From having just a couple of poems published over 20 years ago, she’s gone straight to winning Dawson City’s 2007 Authors on Eighth competition and, now, a contract with a publisher for her debut novel, which is about a terrorist threat against Fort Greely in Alaska.
It was the decision to focus primarily on writing that was the turning point for her fiction career.
“2003 is when I started really concentrating on writing first and everything else last,” she says.
Not that Simon has been sitting around making up stories the whole time since then. She currently has four jobs: she writes freelance articles mostly for the adventure market, has a part-time job at a gas station, teaches wilderness first aid and is also a wilderness guide.
“My specialty is the German-speaking market because I do speak German,” says Simon, who learned the language after marrying her German husband.
The main character in her novels, Markus Fanger, is German, too. “There was a terrible experience that happened to him in Germany which made him chuck it all. And here in Canada he’s a wilderness guide, what a surprise,” says Simon.
“I draw a lot on my experience but there’s a bunch of stuff way outside my field like my terrorist is a Muslim but I sure am not.

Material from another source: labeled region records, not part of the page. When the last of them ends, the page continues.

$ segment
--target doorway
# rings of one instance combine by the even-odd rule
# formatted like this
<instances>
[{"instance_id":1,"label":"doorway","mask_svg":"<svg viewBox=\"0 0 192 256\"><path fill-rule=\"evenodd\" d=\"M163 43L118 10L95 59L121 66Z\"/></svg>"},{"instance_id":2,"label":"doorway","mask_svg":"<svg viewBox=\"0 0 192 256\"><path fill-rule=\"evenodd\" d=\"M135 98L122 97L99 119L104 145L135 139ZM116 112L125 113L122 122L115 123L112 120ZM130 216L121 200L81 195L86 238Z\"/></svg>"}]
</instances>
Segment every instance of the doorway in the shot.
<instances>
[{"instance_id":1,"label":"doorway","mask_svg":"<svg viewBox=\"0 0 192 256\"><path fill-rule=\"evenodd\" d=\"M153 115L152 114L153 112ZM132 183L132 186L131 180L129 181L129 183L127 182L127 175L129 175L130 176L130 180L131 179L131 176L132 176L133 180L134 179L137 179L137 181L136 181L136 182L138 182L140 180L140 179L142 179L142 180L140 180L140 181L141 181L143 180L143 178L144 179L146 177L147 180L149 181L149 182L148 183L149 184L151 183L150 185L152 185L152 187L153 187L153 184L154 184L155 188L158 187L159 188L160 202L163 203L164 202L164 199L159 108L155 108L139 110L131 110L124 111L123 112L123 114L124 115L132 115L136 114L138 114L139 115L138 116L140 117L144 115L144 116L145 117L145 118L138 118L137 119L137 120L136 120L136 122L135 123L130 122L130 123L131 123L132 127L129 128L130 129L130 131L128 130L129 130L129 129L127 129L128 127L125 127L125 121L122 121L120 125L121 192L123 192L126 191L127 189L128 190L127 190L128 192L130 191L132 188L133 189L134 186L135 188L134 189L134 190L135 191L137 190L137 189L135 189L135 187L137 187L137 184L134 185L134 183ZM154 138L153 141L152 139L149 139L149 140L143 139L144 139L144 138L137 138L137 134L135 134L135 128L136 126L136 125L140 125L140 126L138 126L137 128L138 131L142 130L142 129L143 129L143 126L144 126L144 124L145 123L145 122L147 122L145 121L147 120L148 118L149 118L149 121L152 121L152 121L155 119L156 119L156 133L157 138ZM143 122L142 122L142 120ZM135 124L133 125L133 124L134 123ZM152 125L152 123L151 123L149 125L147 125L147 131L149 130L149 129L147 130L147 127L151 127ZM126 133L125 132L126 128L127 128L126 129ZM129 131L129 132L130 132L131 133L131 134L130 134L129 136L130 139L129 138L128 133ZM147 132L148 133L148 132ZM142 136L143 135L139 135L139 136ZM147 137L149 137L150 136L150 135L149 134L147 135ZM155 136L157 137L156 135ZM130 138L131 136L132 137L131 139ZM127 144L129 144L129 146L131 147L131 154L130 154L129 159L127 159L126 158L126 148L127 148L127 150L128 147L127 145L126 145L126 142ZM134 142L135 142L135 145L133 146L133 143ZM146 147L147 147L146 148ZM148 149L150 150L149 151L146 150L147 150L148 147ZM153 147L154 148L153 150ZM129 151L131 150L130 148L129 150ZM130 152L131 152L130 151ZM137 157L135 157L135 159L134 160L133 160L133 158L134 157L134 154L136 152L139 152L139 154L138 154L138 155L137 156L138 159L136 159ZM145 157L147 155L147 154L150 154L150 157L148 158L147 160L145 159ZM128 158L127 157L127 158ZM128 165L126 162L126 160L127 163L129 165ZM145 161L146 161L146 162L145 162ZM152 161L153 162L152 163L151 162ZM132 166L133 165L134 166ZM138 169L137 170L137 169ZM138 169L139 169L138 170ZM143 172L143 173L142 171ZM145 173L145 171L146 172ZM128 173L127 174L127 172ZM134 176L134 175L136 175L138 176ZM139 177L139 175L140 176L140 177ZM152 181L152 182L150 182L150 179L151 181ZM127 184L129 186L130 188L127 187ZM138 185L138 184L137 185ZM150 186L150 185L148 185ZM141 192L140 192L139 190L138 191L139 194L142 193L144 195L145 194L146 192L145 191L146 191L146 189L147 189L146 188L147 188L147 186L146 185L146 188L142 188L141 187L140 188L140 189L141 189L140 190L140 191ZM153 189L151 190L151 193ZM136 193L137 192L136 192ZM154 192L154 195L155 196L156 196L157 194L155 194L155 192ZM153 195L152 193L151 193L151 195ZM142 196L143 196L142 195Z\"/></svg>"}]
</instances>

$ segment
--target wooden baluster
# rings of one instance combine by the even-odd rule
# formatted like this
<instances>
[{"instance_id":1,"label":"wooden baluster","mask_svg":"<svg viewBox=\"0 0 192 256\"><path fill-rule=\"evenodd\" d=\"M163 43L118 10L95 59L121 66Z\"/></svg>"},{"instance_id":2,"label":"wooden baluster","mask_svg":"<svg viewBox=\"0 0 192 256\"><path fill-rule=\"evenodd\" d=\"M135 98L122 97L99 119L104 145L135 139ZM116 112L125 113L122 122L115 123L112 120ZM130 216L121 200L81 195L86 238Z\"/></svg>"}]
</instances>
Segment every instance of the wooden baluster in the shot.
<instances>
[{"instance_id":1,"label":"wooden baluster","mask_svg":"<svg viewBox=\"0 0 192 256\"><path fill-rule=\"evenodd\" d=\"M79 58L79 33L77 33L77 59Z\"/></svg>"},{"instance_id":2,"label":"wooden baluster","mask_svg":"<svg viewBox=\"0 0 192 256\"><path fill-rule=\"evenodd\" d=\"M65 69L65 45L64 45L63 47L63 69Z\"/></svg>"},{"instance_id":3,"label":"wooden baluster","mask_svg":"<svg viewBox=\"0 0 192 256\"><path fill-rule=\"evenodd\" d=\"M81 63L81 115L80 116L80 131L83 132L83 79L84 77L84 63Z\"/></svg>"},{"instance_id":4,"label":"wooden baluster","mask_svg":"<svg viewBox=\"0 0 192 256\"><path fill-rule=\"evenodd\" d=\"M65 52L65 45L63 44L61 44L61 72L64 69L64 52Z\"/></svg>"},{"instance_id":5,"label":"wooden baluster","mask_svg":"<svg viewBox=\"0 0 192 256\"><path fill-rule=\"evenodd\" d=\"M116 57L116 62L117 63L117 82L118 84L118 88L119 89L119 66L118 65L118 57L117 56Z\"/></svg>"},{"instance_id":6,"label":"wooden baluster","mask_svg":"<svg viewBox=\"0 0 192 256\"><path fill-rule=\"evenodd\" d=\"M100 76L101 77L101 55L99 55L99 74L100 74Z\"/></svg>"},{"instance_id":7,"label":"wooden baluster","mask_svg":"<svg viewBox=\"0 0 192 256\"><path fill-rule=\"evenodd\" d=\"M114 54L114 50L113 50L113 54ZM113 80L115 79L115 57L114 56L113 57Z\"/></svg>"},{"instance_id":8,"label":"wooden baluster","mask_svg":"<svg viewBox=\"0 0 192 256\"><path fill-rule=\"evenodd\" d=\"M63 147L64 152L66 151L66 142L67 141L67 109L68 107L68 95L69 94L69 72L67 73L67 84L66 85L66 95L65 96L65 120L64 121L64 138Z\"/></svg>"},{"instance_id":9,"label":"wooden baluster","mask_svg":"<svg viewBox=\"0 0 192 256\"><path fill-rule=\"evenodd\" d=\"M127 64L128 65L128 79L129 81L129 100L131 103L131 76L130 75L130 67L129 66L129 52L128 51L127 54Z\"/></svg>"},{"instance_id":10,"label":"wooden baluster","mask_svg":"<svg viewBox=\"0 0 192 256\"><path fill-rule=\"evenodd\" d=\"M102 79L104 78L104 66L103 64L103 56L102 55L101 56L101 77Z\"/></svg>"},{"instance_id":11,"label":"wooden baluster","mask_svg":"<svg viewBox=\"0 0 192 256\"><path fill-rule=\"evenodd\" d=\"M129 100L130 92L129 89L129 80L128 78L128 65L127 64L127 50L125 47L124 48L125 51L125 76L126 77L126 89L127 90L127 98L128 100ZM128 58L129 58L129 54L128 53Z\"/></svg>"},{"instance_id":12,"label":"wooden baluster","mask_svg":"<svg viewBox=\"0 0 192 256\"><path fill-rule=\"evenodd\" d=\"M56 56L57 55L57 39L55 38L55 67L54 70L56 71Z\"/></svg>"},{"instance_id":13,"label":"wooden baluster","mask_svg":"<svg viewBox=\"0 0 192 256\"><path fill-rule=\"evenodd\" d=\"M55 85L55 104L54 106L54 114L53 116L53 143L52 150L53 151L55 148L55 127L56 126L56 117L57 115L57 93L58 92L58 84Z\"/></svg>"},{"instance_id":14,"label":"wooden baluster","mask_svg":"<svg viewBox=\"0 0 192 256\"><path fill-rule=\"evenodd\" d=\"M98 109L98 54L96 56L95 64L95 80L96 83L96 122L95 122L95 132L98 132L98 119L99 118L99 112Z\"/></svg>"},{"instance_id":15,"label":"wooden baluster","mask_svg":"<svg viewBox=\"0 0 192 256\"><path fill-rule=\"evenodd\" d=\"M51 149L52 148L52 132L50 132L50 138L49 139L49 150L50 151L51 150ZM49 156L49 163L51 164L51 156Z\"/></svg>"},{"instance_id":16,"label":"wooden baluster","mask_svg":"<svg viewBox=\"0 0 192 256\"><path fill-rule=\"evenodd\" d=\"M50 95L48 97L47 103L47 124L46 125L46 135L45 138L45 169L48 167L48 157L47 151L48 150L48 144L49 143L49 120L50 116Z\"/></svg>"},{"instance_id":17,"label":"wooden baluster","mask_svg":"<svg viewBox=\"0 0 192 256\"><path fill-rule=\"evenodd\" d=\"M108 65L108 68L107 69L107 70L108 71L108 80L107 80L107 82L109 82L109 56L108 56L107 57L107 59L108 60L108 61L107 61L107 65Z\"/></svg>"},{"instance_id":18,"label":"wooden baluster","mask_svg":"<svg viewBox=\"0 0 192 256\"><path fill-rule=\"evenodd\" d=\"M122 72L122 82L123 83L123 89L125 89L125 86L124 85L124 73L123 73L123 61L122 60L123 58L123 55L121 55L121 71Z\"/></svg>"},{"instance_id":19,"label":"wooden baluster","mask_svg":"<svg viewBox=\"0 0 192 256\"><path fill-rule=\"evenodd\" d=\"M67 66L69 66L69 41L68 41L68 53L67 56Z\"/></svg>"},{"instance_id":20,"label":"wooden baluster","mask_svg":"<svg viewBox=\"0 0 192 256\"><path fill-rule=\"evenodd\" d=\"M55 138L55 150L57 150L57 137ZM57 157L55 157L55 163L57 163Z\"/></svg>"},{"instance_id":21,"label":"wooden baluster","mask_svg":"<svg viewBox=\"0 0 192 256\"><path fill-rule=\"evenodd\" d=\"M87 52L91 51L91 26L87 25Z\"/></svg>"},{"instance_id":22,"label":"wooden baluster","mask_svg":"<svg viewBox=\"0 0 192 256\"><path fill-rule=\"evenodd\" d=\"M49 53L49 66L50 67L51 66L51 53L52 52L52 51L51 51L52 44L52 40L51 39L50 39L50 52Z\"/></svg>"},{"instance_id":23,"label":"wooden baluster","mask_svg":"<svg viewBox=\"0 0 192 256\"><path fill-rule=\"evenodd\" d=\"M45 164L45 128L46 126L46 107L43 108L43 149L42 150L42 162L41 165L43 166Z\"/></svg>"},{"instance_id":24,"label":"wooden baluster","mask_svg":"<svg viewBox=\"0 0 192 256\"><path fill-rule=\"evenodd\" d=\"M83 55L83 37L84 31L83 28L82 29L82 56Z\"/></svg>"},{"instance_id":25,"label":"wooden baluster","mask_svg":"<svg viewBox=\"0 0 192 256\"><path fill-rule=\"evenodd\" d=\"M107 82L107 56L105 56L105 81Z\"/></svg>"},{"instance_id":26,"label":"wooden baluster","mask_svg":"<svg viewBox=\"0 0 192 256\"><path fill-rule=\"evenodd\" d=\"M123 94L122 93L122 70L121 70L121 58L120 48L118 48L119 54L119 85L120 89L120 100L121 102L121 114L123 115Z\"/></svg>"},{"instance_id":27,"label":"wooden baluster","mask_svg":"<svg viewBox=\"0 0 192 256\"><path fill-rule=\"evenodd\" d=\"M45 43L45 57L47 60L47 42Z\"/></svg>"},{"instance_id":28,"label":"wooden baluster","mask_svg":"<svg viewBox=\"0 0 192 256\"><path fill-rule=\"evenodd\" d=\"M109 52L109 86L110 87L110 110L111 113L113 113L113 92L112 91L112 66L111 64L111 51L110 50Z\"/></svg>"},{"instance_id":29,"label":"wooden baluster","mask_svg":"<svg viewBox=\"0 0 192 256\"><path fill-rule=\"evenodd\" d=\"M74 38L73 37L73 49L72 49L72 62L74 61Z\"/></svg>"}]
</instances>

I had to do research on that.”
Simon found herself also having to research topics ranging from explosives to snowmobiling.
She did her homework, too, when it came to submitting her manuscript to publishers.
“What I learned by talking to industry and reading a whole lot of books is, in the States, the publishing houses aren’t really interested in talking to the writers,” she says.
“They want to talk to agents. They want to talk to business people. And in Canada, publishers are just a little sceptical of that middle man there making money off of the backs of writers who could probably send out their own manuscripts and didn’t need a middle man. That is the impression I got.”
As well as having figured out the publishing industry, Simon has a good eye for a business opportunity.
In partnership with Nature Tours of Yukon, she’s set up the Klondike Writers’ Tour where participants can follow in the footsteps of Jack London, Robert Service and Pierre Berton with real-life Yukon writer, Simon, as their guide.
Taking place in August, the tour is timed to end with Dawson’s Authors on Eight competition.
The tour seems a perfect way for Simon to combine her talents. In fact, you can’t help get the feeling it just might become the subject of a future Log Cabin Adventure.
Simon’s debut novel is due to be published in November 2009.